Nottinghamshire Constabulary's Superintendent Mark Holland said it was a "win, win" situation for all involved. "This property would normally be crushed, so it is important it gets reused."
Greg obviously agrees and says that it will be a massive saving for the club. "Normally, to buy just one rig, you are looking at between £10,000 and £15,000. The club has made a donation to a local charity supported by Nottinghamshire Police as a thank you."
Greg and Trevor have got the change over between football and rugby down to a fine art. "We can take down one set of posts, erect another set and re-mark in less then two hours," Greg says.
"Ongoing maintenance is fairly typical," explains Greg. "Aeration is undertaken monthly, using a Sisis fitted with solid tines, to keep the pitch free draining. Headland products are used for feeding - every four to six weeks - usually Greentec 6:5:18+Mg+04Fe NPK, with some liquid iron applied, as and when needed, to maintain colour."
"The pitch is marked out using a spray jet impact linemarker - both football and rugby lines are painted in white."

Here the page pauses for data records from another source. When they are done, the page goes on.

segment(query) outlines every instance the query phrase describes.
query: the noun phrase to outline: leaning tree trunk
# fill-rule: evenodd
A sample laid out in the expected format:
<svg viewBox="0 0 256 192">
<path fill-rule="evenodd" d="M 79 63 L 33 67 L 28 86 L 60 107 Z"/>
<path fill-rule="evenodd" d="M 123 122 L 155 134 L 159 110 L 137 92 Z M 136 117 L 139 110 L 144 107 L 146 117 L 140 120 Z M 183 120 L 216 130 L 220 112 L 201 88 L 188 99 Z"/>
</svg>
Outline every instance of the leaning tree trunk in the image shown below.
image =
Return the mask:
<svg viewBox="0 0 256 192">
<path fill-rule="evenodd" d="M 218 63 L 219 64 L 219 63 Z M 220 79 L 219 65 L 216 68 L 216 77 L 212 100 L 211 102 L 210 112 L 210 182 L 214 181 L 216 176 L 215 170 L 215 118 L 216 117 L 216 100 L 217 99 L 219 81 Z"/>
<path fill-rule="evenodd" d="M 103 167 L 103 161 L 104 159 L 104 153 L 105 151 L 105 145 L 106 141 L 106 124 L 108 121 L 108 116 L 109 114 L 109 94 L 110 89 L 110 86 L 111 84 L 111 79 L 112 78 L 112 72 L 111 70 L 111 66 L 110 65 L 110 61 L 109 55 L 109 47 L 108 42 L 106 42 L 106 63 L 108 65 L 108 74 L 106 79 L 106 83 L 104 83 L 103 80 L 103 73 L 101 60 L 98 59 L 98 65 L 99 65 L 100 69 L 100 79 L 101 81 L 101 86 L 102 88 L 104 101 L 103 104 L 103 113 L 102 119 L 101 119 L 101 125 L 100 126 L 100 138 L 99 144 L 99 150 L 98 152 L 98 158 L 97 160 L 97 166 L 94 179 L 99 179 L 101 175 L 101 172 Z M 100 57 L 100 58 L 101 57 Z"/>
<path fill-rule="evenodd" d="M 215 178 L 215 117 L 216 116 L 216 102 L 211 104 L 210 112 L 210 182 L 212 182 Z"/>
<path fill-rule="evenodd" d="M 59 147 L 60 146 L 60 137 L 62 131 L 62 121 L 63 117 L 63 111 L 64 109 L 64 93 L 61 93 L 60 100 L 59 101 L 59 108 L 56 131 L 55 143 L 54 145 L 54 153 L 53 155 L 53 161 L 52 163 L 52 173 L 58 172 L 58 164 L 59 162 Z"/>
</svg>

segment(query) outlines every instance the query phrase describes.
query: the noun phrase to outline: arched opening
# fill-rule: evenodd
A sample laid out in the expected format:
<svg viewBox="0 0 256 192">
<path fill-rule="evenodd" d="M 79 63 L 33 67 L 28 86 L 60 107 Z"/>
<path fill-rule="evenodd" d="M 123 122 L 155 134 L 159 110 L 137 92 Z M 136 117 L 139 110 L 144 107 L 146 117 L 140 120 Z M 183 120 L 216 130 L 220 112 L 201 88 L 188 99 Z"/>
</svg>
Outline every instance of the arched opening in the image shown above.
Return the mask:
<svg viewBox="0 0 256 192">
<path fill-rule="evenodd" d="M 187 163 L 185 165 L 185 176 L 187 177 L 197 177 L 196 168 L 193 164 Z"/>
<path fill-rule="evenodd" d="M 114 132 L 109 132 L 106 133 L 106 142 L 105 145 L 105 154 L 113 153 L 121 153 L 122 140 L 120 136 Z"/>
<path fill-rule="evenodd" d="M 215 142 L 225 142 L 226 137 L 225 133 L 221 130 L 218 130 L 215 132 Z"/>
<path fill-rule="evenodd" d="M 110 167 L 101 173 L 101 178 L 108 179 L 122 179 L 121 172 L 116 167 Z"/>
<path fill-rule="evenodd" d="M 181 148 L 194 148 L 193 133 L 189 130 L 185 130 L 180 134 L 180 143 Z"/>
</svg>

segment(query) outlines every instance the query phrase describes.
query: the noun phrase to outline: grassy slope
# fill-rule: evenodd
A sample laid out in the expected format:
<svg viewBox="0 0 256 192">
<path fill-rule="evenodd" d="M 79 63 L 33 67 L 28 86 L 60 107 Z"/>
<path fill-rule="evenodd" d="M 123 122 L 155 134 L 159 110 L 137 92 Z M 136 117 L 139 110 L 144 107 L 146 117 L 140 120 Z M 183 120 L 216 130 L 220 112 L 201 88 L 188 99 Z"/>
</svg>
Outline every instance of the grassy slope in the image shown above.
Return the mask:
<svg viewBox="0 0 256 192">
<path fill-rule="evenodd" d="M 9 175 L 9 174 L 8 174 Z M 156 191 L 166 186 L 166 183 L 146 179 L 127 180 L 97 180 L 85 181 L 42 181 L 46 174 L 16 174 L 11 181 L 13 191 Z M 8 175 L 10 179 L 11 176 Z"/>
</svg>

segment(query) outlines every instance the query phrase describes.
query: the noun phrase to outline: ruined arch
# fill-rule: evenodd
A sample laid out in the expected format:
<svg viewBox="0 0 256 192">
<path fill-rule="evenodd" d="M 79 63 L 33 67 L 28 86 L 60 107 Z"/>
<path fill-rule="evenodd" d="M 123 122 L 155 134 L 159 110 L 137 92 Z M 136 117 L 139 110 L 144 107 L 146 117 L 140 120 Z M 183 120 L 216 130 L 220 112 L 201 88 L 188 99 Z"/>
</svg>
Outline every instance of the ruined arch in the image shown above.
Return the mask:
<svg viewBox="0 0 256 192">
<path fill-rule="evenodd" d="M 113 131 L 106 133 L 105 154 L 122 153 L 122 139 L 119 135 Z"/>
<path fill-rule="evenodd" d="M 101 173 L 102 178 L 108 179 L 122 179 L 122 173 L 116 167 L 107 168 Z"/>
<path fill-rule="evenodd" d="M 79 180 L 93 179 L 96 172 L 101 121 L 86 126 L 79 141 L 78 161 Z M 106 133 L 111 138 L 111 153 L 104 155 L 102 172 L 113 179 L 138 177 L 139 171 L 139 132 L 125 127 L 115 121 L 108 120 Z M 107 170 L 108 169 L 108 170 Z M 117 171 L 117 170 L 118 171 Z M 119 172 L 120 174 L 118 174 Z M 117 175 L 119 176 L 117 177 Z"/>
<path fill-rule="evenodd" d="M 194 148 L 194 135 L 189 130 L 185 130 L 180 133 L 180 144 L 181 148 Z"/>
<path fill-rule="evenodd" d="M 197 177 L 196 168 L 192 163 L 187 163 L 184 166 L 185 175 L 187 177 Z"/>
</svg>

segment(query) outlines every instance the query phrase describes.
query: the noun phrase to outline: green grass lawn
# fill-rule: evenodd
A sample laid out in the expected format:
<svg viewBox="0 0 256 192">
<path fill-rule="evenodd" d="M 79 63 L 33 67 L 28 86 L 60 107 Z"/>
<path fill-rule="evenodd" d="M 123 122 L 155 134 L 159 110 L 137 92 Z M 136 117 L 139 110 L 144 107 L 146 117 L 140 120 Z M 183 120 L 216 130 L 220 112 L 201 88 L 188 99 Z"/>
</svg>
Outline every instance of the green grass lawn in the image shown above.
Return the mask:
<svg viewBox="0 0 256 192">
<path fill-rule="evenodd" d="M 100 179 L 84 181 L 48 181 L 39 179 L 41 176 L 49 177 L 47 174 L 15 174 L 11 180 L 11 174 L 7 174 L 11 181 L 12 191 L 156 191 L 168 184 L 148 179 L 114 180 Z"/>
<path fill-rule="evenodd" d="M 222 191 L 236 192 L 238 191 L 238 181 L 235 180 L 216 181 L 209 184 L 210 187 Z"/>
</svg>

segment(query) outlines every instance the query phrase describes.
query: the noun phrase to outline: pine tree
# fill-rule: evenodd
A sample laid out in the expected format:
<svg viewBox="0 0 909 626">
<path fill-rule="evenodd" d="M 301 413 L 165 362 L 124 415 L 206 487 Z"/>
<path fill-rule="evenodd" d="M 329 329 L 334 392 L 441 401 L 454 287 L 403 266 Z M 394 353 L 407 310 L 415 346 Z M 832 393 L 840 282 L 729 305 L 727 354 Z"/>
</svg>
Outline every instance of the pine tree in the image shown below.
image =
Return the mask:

Mowing is done on a daily basis throughout the growing season, maintaining a height of cut around 28mm to provide a safe and quick surface for both rugby and football. "The rugby lads have now got used to playing on a flatter, quicker surface, and they reckon it helps the speed of play," says Greg.
Available budgets dictate the amount of work that can be achieved in terms of maintenance and, more importantly, end of season renovations.
This May, with the help of Fineturf, Greg is going fraise mow the top 15mm, re-level, verti-drain, topdress with thirty tonnes and overseed with Limagrain's MM60 and MM25 grass seed mixtures. He has specified MM25 to help retain some grass cover in worn and shaded areas of the stadium. A 14:6:8 pre-seed fertiliser will be applied at 35gm2, and the final surface sown at 70gm2 over two passes using a Blec seeder.
In his thirteen years with the club, Greg has seen umpteen managers come and go. "They all have their own ways of working and special requirements, but I always make a point of getting to know them and ensure I build up a good working relationship."
"I consider myself very lucky to be working here. Sure, it can be stressful at times, and I do get some flack about the current state of the pitch. But, the management understand the reasons for it and, together, I think we will see improvements next year, especially if the snow and freezing temperatures stay away. Sometimes, you just cannot compete with Mother Nature!"